The developers' love for history is a whole other story. A lot of content in World of Warships is driven by it, including historical campaigns and collections.

The name "Collections" is self-explanatory. Players can collect rare collectibles, for example, military orders, ship emblems, adapted war years photographs, and so on. These items are provided with informative historical notes enclosed. Gathering the whole collection brings a remuneration.

Campaigns are multi-stage marathons of personal combat missions. By completing them, players earn rewards as well as acquaint themselves with certain historical personalities or events along the way (for example, with Isoroku Yamamoto or the final trip of battleship Bismarck). For completing all missions in a campaign, players can receive truly valuable rewards, including the Japanese admiral himself represented by a unique ship commander.


Commanders are an integral part of World of Warships. Just like ships, they accumulate experience in battles, and this can be used for research of commander skills. Some skills improve a ship's combat characteristics, others bring new abilities.


However, both collections and campaigns may not always be historically accurate. The developers clearly don't perceive the setting as a restriction and are not afraid to add things to the game which, it would seem, may not belong there. For example, a collection, a camouflage, and animé commanders (High School Fleet). This may also include large-scale events dedicated to April Fool's Day and Halloween which have become an annual tradition. The attitude to such experiments may vary, therefore the "Do not display" option has been thoughtfully added to the client.

Summing up: seven unique PvE scenarios, a full-fledged Clans functionality including a competitive battle mode, three historical campaigns, and four new Tech Tree branches—that is what 2017 looked like in World of Warships.

A lot of diverse content has appeared in the game, and this year the developers have managed to introduce a small reform to systematize it. This has been done through the introduction of themed arcs. The arcs consist of two to three updates released one after another and united by a common theme.

The first such arc was devoted to the French fleet and united Updates 0.7.1 and 0.7.2. One arc featured the "Vive la France!" collection and Port Marseilles, another one?the "Gold of France" campaign, the Hermes operation, and a new branch of French battleships.

The recently released Update 0.7.5 has started the American arc. It includes a campaign, a collection devoted to Admiral William Halsey, the first ever night operation in the game, a month and a half marathon with battle missions meant for earning the Indianapolis Premium cruiser and the beginning of a new Clans season. The arc's main event is the separation of the American cruiser Tech Tree, one of the first in the game.


Apart from the large-scale marathons and campaigns, the game offers daily combat missions bringing different rewards: consumables, experience, credits, and much more. Combat tasks significantly speed up the ships’ research process.

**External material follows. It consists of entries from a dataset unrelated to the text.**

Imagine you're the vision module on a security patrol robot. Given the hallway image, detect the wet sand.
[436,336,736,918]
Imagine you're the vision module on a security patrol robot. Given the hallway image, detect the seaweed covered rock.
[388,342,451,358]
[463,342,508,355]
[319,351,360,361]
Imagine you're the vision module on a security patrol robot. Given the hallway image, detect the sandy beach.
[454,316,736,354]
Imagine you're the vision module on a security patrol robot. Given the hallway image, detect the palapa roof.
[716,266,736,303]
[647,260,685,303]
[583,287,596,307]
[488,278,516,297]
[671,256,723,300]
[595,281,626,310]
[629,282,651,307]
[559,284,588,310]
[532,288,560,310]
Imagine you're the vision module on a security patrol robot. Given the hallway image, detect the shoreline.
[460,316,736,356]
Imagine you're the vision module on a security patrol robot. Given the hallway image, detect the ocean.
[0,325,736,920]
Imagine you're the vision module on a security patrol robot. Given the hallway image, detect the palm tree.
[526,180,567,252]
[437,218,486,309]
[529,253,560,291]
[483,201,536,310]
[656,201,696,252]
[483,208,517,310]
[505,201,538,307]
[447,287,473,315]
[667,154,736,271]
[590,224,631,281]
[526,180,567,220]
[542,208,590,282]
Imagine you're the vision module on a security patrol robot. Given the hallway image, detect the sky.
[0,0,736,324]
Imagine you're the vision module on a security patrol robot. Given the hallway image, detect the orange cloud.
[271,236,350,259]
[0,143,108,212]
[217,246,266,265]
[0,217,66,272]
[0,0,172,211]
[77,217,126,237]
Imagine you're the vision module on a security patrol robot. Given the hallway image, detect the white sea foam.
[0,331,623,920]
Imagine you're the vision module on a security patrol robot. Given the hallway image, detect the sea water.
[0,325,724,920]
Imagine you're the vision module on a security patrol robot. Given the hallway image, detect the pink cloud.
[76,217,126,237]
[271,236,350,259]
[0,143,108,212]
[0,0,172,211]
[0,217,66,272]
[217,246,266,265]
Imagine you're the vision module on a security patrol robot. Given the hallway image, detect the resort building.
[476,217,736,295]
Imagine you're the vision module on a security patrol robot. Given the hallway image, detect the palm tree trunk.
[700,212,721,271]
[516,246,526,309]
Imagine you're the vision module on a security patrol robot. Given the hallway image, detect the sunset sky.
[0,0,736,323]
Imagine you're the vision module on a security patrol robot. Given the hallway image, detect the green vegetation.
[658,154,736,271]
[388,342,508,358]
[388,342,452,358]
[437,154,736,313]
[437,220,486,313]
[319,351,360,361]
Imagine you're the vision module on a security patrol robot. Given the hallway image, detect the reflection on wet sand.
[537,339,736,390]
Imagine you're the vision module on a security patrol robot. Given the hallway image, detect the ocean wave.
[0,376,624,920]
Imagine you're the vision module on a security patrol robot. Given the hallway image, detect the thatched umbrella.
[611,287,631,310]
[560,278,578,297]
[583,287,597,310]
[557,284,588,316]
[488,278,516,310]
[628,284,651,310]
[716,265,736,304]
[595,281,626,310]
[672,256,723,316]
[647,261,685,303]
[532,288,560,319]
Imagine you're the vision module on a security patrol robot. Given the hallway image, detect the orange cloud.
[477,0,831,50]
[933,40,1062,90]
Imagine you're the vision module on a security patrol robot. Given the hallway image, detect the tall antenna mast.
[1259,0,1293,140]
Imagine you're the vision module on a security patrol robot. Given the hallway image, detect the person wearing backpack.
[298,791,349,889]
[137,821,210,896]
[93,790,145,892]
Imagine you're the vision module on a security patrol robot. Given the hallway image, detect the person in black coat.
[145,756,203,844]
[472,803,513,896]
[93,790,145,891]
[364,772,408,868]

It is the American and Japanese ships that constituted the backbone of the World of Warships fleet at the time of the game release three years ago. Today, the number of available nations has increased to ten, and branches?to twenty one. It should be noted, however, that increasing the number of ships, mechanics, and activities is not the primary goal. The developers constantly go back to the roots and update the entities that, it seems, have stood the test of time. In different versions, that was the case with the matchmaker, the commander skills, the spotting system, and other more important mechanics. Another such event, and quite a symbolic one, is the rebalance of cruiser Cleveland (one of the most popular ships since the alpha-test), upgrading it from Tier VI to Tier VIII. The fleet doesn't stand still and a captain who hasn't checked the game for a long time will need to take a good look around to make sense of the abundance of new features.

In other words, World of Warships is not a project to lose sight of. The guys from Lesta Studio work with great efficiency and enthusiasm, and it will be interesting to see what they come up with for the game's third anniversary.